La ricerca del comportamento, dal classico trattamento in carcere, ha favorito la riproduzione di schemi sociali da un’educazione che non ha tenuto conto delle variabili contestuali, tanto meno di quelle socioculturali. (1)
I programmi più comunemente usati nelle carceri sono stati di matrice correttiva. Questi si sono concentrati su modelli comportamentali di rinforzo o punizione. (8) Per chi li applicava, questi modelli sembravano essere capaci di produrre i migliori risultati.

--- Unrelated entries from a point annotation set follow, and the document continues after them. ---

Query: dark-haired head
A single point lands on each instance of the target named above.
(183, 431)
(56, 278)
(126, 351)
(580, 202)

Generalmente venivano raggruppati in quattro insiemi:
- Modello psicologico e psicoanalitico.
- Modello biologico-comportamentale.
- Modelli fattoriali.
- Modelli umanistici.
Qui di seguito vi mostriamo alcuni tra i più attuali, a cui negli ultimi anni si è dato un carattere più umanistico:
1. Modello partecipativo
Secondo il modello partecipativo, il trattamento penitenziario deve contenere nell’azione socio-educativa la partecipazione dell’intera comunità penitenziaria, principalmente dei detenuti.

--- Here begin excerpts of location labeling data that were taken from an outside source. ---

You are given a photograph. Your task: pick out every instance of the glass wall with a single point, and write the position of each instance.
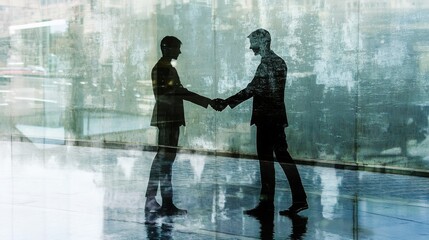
(79, 72)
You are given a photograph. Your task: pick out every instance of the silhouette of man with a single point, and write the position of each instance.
(168, 116)
(269, 115)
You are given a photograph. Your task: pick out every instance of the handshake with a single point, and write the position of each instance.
(218, 104)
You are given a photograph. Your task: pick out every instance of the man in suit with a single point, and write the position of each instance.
(269, 115)
(168, 116)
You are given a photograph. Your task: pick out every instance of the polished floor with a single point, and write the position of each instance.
(67, 192)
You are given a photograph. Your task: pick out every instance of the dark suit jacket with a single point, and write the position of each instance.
(267, 89)
(169, 95)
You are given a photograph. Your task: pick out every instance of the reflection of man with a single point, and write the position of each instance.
(269, 116)
(168, 116)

L’idea è di portare avanti l’intero processo e la volontarietà dei detenuti a percorrere degli adeguati iter formativi. (1, 9)
2. Modello per l’autonomia per l’istruzione penitenziaria
Si tratta di programmi educativi personalizzati e di gruppo. (10)
3. Modello per l’emancipazione e / o di genere
Potrebbe essere proposto in virtù di un doppio approccio. In primo luogo, partendo dal superamento della criminalizzazione socio-culturale e strutturale che ricade sulle donne criminali. (11, 12)
In seconda battuta, adottando misure per un trattamento finalmente paritario di uomini e donne all’interno dell’ambiente carcerario. (13, 14)
4. Modelli di conoscenza di persone e azioni pedagogiche per l’istruzione penitenziaria
In essi, il consenso collettivo del lavoro è importante. Grande importanza viene anche data al successo per i risultati ottenuti, come frutto di una stretta relazione educativa tra il prigioniero e l’educatore sociale (1).
5. Modelli per la liberazione
Nei modelli per la liberazione, l’obiettivo dell’istruzione penitenziaria sarà finalizzata al reinserimento. Si tratta di un passaggio estremamente delicato e significativo. Dunque dovrà prevedere la dimensione professionale e strutturale del recluso.
Andrà pertanto presa in considerazione la sfida di convertire spazi e concetti penitenziari in possibilità di libertà, come in un vero e proprio processo di riadattamento.
L’istruzione penitenziaria sociale utilizza molti modelli alternativi come quelli discussi sopra. Tuttavia, quelli basati su fattori individuali sembrano prevalere in quanto a risultati concreti. A questo punto, la domanda è solo una: sarà davvero possibile sviluppare questi modelli in futuro su larga scala?